Edward Judd (4 October 1932 – 24 February 2009) was a British actor.

Born in Shanghai, China, he and his English father and Russian mother fled when the Japanese attacked China five years later.

His career was at its peak in the 1960s, with a series of leading roles in British science fiction films, including The Day the Earth Caught Fire (1961 - a disaster film in which he played an alcoholic reporter during a time when ever larger nuclear explosions could alter the Earth's axis, propelling the Earth towards the sun), First Men in the Moon (1964), and Island of Terror (1966). As well as starring in these films, he worked as a soap opera actor and performed other character parts on television. His roles in these classic science fiction films were highly praised by audiences and critics alike. Judd was also famous for the 1975 "Think Once, Think Twice, Think Bike" campaign on making motorists aware of the risks faced on the road by motorcyclists.

Judd's success in The Day the Earth Caught Fire saw Columbia Pictures sign him to a long term contract. According to Val Guest though "he was such a pain in the ass to everybody. He had an enormous opinion of himself and he was his own worst enemy. Columbia just loaned him out here and there and then let him go."

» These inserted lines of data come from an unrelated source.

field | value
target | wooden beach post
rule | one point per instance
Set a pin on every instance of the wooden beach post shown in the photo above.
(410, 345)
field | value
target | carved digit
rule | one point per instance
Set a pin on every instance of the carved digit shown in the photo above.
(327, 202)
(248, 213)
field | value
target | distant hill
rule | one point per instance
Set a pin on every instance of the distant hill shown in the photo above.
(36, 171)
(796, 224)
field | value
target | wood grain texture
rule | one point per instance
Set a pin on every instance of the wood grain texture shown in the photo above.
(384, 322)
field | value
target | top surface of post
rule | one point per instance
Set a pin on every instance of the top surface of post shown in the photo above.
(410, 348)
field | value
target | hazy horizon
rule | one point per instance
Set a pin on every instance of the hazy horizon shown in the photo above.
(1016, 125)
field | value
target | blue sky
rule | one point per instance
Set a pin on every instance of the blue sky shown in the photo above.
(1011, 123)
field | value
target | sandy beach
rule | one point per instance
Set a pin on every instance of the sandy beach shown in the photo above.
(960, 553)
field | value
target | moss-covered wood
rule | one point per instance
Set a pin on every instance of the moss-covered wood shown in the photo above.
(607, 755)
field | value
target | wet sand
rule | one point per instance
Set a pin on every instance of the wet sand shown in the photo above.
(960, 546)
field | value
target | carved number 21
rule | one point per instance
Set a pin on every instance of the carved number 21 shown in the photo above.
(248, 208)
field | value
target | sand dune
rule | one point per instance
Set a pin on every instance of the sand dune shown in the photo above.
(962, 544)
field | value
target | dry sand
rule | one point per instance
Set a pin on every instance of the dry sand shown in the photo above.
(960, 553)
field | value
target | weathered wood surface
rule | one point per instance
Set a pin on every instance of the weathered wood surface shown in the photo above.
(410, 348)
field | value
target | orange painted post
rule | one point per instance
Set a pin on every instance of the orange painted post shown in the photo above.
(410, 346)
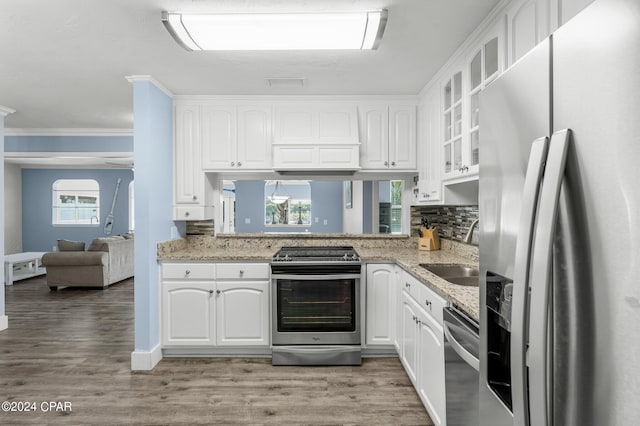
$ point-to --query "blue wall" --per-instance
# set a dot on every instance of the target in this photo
(39, 234)
(153, 156)
(326, 204)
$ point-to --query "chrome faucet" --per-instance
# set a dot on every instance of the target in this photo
(469, 236)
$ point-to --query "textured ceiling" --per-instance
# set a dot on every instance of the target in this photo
(64, 62)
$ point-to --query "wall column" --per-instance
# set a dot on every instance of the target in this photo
(4, 319)
(153, 177)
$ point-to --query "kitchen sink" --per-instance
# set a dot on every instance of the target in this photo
(456, 274)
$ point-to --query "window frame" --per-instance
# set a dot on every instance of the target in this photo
(56, 204)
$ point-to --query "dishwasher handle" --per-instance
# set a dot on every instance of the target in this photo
(460, 350)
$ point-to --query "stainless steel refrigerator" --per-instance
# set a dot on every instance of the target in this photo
(560, 228)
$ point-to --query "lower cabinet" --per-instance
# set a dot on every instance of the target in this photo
(422, 345)
(243, 313)
(380, 306)
(198, 310)
(188, 313)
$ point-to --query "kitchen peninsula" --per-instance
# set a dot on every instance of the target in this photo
(373, 249)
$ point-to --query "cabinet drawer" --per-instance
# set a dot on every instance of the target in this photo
(410, 285)
(247, 271)
(432, 303)
(186, 212)
(183, 271)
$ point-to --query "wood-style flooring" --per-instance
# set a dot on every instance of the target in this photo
(74, 345)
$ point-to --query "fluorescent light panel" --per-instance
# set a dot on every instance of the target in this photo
(277, 31)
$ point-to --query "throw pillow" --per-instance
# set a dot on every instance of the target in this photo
(66, 245)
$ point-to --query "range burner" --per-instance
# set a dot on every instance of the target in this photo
(316, 255)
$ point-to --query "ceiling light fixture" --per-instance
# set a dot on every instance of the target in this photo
(277, 31)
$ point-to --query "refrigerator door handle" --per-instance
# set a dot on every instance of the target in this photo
(541, 279)
(519, 323)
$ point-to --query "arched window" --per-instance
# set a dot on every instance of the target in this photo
(287, 203)
(76, 202)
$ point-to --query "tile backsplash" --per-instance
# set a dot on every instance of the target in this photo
(452, 222)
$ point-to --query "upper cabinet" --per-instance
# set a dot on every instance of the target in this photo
(236, 137)
(388, 135)
(315, 123)
(191, 197)
(316, 136)
(452, 126)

Judd appeared regularly on TV. In particular he played the tyrannical uncle, William Russell, in the 1979 TV mini-series Flambards, a man who was obsessed with fox hunting, but crippled in a hunting accident.

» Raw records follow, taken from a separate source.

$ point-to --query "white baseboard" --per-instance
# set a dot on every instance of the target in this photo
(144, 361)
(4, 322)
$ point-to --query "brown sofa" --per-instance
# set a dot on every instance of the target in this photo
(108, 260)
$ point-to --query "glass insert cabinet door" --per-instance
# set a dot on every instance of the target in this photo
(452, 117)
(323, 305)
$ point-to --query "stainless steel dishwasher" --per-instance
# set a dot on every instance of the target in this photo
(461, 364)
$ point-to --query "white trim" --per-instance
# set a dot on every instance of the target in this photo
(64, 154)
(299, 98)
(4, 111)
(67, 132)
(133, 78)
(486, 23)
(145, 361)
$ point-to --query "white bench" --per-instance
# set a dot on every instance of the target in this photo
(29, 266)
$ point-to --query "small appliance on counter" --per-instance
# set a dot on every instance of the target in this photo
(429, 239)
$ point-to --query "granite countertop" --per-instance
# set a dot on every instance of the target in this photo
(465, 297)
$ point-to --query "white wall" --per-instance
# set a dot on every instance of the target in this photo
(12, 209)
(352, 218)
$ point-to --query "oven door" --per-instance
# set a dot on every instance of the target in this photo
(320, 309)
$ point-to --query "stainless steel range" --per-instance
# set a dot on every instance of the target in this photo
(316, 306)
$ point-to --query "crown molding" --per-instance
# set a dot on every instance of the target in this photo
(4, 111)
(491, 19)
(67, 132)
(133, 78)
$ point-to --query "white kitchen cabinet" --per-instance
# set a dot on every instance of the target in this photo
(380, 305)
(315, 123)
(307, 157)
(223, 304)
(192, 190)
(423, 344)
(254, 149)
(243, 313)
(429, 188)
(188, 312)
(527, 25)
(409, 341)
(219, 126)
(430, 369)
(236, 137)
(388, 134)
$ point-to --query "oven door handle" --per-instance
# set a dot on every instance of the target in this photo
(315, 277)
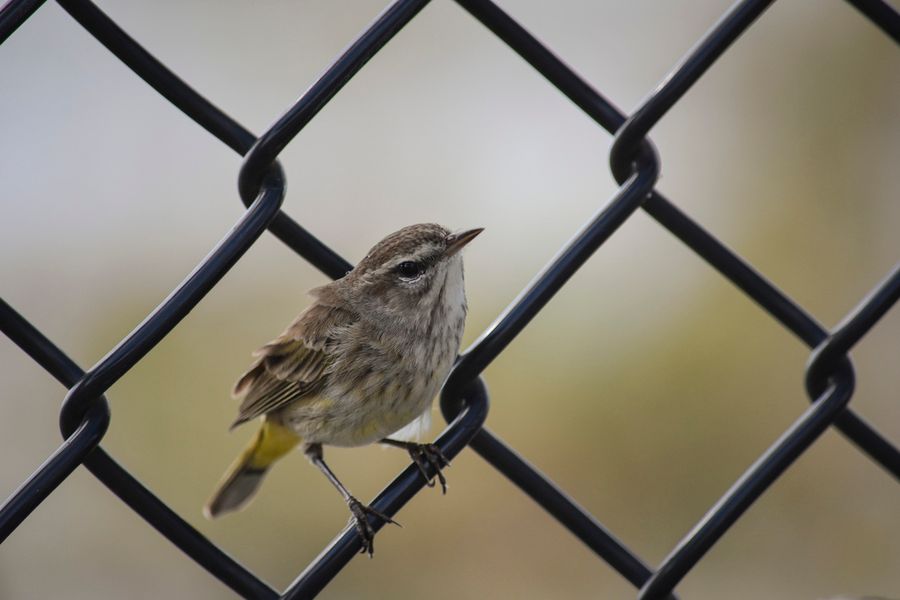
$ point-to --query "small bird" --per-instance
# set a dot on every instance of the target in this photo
(362, 364)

Very little is known of his life after the 1970s. He was heard in an episode of the BBC Radio comedy Drop Me Here, Darling, starring Leslie Phillips, in 1983, as well as playing Barrymore in a televised version of The Hound of the Baskervilles the same year, and the BBC Radio play Philadelphia Moonshine in 1985. He appeared in the 1988 TV film Jack the Ripper as Thomas Arnold.